Structural and Functional Determinants of ARIA-H Risk in Anti-Amyloid Monoclonal Antibodies: A Comparative Mechanistic Framework for Alzheimer's Immunotherapy Development

Introduction: Amyloid-beta-targeting monoclonal antibodies (mAbs) for Alzheimer's disease frequently induce amyloid-related imaging abnormalities with hemorrhage (ARIA-H), yet systematic comparisons of ARIA-H incidence across therapeutic agents remain limited. Post-approval research prioritizes dosing over mechanism, leaving unresolved whether ARIA-H variations originate from intrinsic mAb properties. We address two gaps: comparative ARIA-H risk stratification among clinically available/investigational mAbs, and elucidation of structural/functional features influencing ARIA-H susceptibility. Methods: A systematic comparison of seven mAbs (donanemab, aducanumab, bapineuzumab, lecanemab, gantenerumab, crenezumab, solanezumab) was conducted, analyzing clinical trial data and molecular characteristics.
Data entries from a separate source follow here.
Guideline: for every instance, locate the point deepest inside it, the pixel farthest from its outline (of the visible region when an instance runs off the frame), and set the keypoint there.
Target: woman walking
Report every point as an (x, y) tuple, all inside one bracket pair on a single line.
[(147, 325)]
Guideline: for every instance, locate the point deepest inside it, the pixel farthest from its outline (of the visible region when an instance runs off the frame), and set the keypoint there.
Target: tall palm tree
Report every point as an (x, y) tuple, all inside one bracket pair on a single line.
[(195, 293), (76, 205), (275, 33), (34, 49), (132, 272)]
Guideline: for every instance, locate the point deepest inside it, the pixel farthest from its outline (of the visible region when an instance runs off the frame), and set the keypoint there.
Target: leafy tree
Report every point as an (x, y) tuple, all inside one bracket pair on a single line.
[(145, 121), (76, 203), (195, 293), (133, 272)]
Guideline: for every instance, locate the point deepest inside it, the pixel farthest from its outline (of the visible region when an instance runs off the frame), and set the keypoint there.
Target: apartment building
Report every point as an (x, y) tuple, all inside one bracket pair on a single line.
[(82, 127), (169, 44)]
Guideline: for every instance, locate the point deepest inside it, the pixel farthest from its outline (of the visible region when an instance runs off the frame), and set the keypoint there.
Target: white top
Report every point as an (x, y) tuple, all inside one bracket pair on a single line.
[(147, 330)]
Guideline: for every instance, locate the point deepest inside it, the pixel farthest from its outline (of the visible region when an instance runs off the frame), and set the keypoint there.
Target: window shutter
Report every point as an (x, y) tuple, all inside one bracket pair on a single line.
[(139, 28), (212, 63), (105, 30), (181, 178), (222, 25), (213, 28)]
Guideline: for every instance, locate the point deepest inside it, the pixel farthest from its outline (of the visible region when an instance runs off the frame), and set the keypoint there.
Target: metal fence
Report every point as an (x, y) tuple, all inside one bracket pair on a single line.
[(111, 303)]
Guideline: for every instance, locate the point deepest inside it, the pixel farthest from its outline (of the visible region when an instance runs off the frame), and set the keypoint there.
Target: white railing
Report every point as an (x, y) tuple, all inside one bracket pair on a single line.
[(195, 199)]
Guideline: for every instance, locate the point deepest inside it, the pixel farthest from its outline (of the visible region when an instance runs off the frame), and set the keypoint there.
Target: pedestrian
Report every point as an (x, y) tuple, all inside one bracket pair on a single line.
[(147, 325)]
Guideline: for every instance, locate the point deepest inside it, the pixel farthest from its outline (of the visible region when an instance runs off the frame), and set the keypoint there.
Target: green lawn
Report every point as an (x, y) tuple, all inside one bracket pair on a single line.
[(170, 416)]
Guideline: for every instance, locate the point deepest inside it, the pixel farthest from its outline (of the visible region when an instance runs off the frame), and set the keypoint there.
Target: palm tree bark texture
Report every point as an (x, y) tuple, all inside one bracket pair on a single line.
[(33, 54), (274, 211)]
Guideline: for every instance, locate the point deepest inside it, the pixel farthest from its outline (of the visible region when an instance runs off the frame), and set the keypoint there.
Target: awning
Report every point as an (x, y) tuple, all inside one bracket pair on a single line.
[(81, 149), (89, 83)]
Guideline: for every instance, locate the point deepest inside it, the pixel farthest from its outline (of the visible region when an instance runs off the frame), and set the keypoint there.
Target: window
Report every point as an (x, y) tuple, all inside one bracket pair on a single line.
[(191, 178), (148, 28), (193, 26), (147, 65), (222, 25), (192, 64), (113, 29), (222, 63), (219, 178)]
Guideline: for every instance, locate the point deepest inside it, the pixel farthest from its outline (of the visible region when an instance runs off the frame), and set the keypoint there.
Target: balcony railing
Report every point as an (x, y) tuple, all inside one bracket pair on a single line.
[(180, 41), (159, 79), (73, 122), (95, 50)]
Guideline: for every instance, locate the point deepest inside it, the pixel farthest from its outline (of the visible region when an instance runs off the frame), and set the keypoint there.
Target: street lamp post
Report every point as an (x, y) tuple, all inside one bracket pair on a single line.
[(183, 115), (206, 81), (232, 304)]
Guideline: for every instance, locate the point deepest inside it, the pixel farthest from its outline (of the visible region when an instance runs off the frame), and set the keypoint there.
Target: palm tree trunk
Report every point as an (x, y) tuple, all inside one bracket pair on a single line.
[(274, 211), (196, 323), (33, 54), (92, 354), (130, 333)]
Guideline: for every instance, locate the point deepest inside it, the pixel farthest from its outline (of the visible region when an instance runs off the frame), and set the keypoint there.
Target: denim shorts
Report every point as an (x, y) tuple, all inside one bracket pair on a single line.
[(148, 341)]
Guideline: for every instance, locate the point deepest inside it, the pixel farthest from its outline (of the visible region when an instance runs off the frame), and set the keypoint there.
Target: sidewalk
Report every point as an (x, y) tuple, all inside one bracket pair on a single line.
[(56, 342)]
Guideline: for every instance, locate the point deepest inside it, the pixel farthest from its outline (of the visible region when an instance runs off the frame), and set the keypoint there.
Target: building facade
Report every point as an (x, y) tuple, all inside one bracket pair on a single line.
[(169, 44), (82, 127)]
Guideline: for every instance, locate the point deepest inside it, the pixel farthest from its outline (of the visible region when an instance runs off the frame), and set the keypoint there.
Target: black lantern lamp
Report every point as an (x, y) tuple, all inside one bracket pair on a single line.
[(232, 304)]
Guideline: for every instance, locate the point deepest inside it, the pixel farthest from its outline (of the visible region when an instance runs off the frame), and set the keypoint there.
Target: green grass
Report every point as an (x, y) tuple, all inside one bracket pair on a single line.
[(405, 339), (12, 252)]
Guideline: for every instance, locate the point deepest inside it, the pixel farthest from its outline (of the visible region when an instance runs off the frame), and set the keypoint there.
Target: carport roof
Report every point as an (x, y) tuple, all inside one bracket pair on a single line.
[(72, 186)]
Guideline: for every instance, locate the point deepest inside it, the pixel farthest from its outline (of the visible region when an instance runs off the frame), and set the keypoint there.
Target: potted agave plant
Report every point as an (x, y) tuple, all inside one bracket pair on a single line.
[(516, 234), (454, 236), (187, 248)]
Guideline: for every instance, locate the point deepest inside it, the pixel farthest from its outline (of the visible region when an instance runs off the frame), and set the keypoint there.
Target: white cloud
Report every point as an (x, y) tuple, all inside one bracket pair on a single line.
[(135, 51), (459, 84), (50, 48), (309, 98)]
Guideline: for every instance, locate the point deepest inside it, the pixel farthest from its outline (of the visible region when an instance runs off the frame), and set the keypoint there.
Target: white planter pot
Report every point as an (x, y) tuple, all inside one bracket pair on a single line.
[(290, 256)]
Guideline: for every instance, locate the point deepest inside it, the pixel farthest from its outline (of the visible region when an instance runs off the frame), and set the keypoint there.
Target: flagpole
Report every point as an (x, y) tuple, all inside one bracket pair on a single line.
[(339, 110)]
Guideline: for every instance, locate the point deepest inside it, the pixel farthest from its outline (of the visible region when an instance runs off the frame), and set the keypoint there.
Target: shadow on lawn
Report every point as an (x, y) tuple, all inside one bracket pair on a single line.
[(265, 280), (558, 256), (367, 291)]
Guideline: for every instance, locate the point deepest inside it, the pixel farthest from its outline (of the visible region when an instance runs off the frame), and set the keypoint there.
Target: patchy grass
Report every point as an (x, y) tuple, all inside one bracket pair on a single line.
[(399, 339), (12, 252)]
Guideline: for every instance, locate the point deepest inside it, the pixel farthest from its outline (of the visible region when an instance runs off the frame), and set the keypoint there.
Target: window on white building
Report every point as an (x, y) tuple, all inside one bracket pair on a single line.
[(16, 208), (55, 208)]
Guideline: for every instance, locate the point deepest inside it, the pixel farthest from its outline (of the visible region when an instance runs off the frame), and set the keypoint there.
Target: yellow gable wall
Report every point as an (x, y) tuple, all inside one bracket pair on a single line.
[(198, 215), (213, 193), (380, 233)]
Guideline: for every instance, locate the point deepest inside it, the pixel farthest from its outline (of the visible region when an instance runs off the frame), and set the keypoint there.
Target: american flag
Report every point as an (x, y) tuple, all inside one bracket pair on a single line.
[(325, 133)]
Results: ARIA-H incidence ranked as follows (highest to lowest): donanemab > aducanumab > bapineuzumab > lecanemab > gantenerumab > crenezumab > solanezumab. Five mAb-specific determinants emerged: (1) Types of Aβ Binding: Enhanced clearance of mature amyloid plaques correlated with elevated ARIA-H risk. (2) Polymer binding Affinity: Reduced small oligomer-binding capacity predicted higher ARIA-H incidence. (3) Epitope location: N-terminal-targeting mAbs showed greater ARIA-H incidence vs. mid/C-terminal binders. (4) Fc region structure: IgG4-based constructs showed higher ARIA-H incidence than IgG1 analogs. (5) Clearance kinetics: Rapid attainment of amyloid reduction thresholds amplified ARIA-H incidence. Discussion: We identify a risk hierarchy for ARIA-H among anti-Aβ mAbs and link specific mAb biophysical properties—Aβ binding type, affinity for soluble oligomers, epitope specificity, Fc structure, and plaque clearance dynamics—directly to ARIA-H pathogenesis. Conclusion: These findings establish a mechanistic framework for ARIA-H risk and provide concrete molecular predictors to guide antibody engineering strategies. Prioritizing mAbs with controlled amyloid clearance, C-terminal binding domains, and IgG1 frameworks may enhance therapeutic safety, advancing precision immunotherapy for Alzheimer's disease.